2015-10-14 00:01:08 | goo映画レビュー

原題:『Broken Flowers』
監督:ジム・ジャームッシュ
脚本:ジム・ジャームッシュ
撮影:フレデリック・エルムス
出演:ビル・マーレイ/ジュリー・デルピー/ジェフリー・ライト/シャロン・ストーン/ジェシカ・ラング
2005年/アメリカ

ワンカットの威力の違いについて

 映画批評家の蓮實重彦に言わせれば『岸辺の旅』(黒沢清監督 2015年)はゾンビのメロドラマであると同時にゾンビのロードムービーでもある。それならば本作の主人公のドン・ジョンストンが自身に身に覚えのない19歳の「隠し子」の存在が書かれた差出人不明のピンク色の手紙に端を発して、ジョンストンが過去に交際していた女性たちを訪ねる旅に出るロードムービーと比較してみるのも面白いのではないだろうか。
 ストーリーそのものはジョンストンが冴えない中年男というおかげで、真実がはっきりしないまま淡々と進行していく。誰が手紙を送りつけてきたのか分からないまま、ジョンストンは自分を訪ねてきた息子のように見えるヒッチハイクをしている青年に声をかけてサンドイッチとコーヒーを買って与えるのであるが、ジョンストンが自分の息子であるかどうか確かめようとすると青年は走って逃げてしまう。彼は本当の息子ではないから逃げたのか、あるいは恥ずかしがって逃げたのか理由がよく分からないのであるが、その青年と入れ替わるようにクルマに乗ってきた青年がジョンストンを凝視しながら行ってしまう。

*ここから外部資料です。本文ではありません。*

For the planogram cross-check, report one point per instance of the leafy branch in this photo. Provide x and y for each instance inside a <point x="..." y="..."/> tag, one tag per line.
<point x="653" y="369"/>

 この時、ジョンストンは気づくのである。一体誰が自分の本当の息子なのか、あるいはローラ、ドーラ、カルメン、ペニーの誰が嘘をついているのであろうかという以前に、そもそもピンク色の手紙は本物なのだろうか。隣人のウィンストンか、それとも出て行った恋人のシェリーの悪戯ではないのか。つまり真実を追求すればするほど逃げていく真実は混沌としてきて訳が分からなくなってきたジョンストンはその場に立ちつくすしかないのであり、車窓の青年のワンカットだけでジョンストンのみならず、観客も「真相の迷宮」に誘い込まれてしまうのである。これは『欲望(Blowup)』(ミケランジェロ・アントニオーニ監督 1967年)と同じテーマの「変奏」である。
 第68回カンヌ国際映画祭「ある視点」部門の監督賞止まりの『岸辺の旅』と第58回カンヌ国際映画祭コンペティション部門で審査員特別グランプリを獲得した本作との大きな違いはこのようなワンカットだけで観る者に与える驚きの有無なのである。ちなみに上の写真の青年を演じているのはホーマー・マーレイ(Homer Murray)でジョンストンを演じたビル・マーレイの実の息子(だと思う)を起用しているところが洒落ている。